Скоро появится на свет это крошечное существо, и я ни за что не хотела бы, чтобы ему пришлось когда-либо пережить то же, что нам. Нет, ты не пойми меня превратно, здесь не так уж ужасно: снег, когда его растопишь и вскипятишь, можно пить, а из бедной лошади, которая пала как раз перед нашим подъездом, тетя Фабиан сварила совсем неплохой гуляш. Но все-таки – все-таки я хотела бы, чтобы в жизни моего ребенка не было ничего подобного.

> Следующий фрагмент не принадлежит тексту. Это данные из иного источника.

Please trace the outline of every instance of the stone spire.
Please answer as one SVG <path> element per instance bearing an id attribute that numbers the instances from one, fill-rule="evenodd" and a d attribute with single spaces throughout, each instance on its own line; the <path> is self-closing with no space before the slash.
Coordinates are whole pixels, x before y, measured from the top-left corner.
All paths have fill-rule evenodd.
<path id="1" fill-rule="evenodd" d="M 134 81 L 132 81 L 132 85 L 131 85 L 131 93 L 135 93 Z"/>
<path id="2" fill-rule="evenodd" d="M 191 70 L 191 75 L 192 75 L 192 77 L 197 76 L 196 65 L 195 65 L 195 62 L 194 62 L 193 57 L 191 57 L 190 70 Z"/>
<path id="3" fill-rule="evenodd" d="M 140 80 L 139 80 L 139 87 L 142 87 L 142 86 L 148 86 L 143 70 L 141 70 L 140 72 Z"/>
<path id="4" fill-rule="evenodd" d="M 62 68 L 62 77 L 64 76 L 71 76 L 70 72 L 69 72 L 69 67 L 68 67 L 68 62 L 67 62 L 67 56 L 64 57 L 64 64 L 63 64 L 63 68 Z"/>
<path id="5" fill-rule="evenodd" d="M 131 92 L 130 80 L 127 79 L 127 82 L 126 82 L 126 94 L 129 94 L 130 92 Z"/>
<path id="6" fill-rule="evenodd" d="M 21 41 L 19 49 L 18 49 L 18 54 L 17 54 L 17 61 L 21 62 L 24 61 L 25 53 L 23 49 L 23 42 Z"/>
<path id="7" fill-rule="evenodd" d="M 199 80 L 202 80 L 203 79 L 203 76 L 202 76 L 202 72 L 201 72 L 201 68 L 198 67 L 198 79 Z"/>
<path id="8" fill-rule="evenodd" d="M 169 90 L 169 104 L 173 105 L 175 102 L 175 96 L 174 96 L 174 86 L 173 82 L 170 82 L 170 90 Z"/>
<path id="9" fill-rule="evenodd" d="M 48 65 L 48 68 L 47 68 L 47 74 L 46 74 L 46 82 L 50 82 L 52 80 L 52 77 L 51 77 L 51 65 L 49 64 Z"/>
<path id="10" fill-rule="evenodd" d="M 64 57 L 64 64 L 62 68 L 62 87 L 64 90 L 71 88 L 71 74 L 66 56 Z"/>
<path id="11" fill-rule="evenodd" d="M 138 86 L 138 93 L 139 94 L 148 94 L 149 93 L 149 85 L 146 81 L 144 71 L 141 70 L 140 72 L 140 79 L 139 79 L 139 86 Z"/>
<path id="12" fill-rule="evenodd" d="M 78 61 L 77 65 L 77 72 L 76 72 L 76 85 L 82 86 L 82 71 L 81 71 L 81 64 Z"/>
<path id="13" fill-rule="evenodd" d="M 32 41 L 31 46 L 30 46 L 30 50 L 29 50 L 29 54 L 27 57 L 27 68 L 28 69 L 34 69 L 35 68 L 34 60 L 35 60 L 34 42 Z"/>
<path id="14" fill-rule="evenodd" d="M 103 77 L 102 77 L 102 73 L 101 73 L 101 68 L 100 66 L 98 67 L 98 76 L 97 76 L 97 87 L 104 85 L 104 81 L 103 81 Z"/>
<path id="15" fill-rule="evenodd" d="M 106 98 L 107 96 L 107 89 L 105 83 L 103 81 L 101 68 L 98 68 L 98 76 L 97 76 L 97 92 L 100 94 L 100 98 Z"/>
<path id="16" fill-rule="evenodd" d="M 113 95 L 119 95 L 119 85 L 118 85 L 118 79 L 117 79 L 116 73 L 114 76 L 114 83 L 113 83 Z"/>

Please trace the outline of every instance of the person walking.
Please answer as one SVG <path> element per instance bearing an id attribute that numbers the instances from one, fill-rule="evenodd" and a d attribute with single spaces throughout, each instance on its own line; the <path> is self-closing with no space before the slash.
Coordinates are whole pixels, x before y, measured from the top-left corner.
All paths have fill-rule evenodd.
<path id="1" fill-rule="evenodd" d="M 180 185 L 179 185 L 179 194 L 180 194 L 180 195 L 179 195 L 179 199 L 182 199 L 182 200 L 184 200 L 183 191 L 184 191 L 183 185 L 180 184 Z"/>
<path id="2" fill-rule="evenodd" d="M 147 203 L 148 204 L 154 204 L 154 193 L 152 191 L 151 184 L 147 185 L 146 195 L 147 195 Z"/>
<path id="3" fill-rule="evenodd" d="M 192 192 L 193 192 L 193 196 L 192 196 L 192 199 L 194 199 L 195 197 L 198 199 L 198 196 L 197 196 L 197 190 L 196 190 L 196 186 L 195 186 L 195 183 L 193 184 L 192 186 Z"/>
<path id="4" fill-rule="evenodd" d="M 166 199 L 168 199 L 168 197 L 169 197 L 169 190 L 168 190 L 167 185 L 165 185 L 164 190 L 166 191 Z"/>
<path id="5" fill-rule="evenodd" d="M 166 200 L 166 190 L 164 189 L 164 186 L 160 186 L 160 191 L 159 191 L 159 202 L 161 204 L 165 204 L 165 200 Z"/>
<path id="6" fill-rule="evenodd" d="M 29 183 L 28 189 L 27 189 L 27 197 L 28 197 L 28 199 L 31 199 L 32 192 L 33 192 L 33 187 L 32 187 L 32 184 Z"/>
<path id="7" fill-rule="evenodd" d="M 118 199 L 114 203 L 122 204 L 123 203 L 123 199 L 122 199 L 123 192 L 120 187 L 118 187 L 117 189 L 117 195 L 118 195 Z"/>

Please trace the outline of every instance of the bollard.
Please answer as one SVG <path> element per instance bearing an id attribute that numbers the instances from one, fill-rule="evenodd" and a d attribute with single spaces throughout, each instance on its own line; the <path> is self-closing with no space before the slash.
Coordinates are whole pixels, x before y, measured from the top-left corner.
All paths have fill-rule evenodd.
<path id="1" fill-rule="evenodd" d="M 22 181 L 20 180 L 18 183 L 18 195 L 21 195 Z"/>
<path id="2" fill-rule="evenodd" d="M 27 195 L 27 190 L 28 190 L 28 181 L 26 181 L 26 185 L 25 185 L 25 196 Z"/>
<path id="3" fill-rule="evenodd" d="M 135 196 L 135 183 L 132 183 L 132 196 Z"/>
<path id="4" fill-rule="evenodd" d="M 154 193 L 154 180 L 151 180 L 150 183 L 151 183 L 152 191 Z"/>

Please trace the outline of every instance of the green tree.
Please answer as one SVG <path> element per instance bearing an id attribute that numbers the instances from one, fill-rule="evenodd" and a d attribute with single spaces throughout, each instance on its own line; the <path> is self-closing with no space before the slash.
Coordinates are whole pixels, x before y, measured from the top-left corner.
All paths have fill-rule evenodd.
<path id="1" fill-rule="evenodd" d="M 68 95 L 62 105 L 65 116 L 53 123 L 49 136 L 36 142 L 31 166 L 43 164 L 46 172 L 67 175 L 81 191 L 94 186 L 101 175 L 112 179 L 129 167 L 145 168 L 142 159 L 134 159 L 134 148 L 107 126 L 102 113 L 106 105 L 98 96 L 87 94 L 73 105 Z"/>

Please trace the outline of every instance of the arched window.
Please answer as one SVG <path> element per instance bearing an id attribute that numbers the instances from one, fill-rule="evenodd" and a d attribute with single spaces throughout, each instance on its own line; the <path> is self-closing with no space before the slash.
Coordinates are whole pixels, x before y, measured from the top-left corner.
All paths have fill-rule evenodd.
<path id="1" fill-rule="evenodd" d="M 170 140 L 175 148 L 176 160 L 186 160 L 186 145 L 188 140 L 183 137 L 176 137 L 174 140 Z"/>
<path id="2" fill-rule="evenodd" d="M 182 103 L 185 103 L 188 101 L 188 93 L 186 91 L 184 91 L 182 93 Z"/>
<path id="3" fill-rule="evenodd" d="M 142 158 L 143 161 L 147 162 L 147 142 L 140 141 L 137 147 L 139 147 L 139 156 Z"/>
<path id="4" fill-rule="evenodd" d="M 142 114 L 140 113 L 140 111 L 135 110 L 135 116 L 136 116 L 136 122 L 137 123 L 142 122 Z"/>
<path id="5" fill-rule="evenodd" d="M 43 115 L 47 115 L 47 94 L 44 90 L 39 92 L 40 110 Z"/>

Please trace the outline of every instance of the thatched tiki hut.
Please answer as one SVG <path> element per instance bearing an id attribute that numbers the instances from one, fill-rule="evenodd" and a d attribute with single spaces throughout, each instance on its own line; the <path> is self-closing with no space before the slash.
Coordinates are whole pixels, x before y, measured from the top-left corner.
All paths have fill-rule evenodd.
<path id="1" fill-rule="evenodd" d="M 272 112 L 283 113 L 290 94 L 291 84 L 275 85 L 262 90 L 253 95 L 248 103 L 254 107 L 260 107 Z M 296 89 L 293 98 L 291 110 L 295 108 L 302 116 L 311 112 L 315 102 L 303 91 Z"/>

Сегодняшняя ночь – это страшная и прекрасная ночь. Там, на улицах города и за городом, многие умирают, я знаю это, но сознание того, что я сегодня дам жизнь человеку, сильнее этого ужаса. Если это будет мальчик, я не стану называть его Энди, потому что так я звала тебя: пускай он остается Эндре, это очень красивое имя. Но если это будет девочка, а ее мы назовем Кристина, ее ты сможешь называть какими угодно ласкательными именами. Мы будем звать ее Кристи, это такое веселое имя, словно кошечка чихнула!